There is a pretty direct way to popularize zero-emission cars, but in political terms it would be a very unpopular step: issue a carbon tax. Owning a traditional fuel-engine car would become much less appealing if its sticker or gas prices included the cost done to the environment. Transport scholar David Levinson makes the argument in the May-June issue of Foreign Affairs:
A better, although more politically difficult, policy would be to charge those who burn gasoline and diesel fuel for the full economic and social cost of their decision. Right now, pollution is essentially free in the United States; drivers don’t pay anything for the emissions that come from their tailpipes, even if they’re driving a jalopy from the 1970s. If the government were to charge people for the health-damaging pollutants their cars emit and enact a carbon tax, the amount of pollution and carbon dioxide produced would fall. Consumers would drive less, retire their old clunkers, and be more likely to purchase electric vehicles.
Right now American drivers do pay a gas tax every time they stop at the pump. The gas tax could deter fuel consumption in an indirect way, but it's far too weak to do so at the moment. That's because the gas tax hasn't been raised in decades, despite inflation and rising construction costs. As a result, the tax is no longer capable of handling its primary job — paying for roads — let alone a secondary one like disincentivizing carbon emissions.
The most likely outcome of the current gas tax crisis will be modestly raising the gas tax. That will delay the problem, rather than solve it. One of the most promising long-term solutions is a vehicle-miles fee, in which drivers pay for the amount they travel rather than the gas they consume. This reduces driving at large but fails to favor EVs over traditional cars; still, in this less-than-hypothetical scenario, there's nothing to stop policymakers from imposing a carbon tax directly at the pump.

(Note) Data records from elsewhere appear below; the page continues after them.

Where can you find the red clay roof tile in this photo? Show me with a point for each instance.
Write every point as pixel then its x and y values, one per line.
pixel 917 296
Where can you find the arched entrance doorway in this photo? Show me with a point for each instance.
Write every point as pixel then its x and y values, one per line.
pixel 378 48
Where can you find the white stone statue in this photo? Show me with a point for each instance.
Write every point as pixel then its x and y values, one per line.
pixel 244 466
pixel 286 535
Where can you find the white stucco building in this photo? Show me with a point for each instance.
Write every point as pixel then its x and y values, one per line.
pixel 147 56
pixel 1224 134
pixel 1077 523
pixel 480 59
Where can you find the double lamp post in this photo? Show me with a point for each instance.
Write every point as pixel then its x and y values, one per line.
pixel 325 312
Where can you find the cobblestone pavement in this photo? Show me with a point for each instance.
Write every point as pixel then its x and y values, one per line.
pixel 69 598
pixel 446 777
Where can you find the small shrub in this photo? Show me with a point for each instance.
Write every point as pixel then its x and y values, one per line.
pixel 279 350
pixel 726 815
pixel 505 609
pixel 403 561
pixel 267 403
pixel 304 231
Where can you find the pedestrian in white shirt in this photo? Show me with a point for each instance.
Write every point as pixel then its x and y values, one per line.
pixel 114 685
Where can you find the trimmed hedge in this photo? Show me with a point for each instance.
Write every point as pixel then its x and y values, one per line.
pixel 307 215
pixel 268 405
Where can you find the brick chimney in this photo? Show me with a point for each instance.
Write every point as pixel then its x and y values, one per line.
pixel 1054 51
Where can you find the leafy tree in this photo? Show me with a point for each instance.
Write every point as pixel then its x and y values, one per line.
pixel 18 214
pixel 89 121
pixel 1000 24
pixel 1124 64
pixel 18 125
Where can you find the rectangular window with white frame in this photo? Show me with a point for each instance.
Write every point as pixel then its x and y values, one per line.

Even without an overhaul to the gas tax or the implementation of a carbon tax, electric vehicles will keep gaining interest among American consumers. Range anxiety is the biggest barrier at the moment, but it's not an insurmountable one. Studies show the fears of running out of power diminish considerably with just three months experience in an EV. As more Americans gain that experience and share it with others, this cultural concern only stands to decrease.
Construction of a network of (preferably high-speed) charging stations, especially in and around metro areas, would also do the job. There's always been a bit of a chicken-and-egg dilemma to that idea: no one wants to build such a network until there are enough EV owners, and no one wants to own an EV until such a network is built. But the two sides have been meeting in the middle of late, with Tesla's Supercharging network leading the way, and meanwhile portable charging stations have emerged in some cities as a viable option.
Levinson concludes that cars are at a historical juncture similar to the one they faced a little more than a century ago. Back then the fuel-engine (thanks largely to invention of a self-starter) emerged from a group of competitors that included electric- and even steam-powered cars. Tomorrow's winner may not be clear, but the mere fact that the contest has reopened is some form of progress.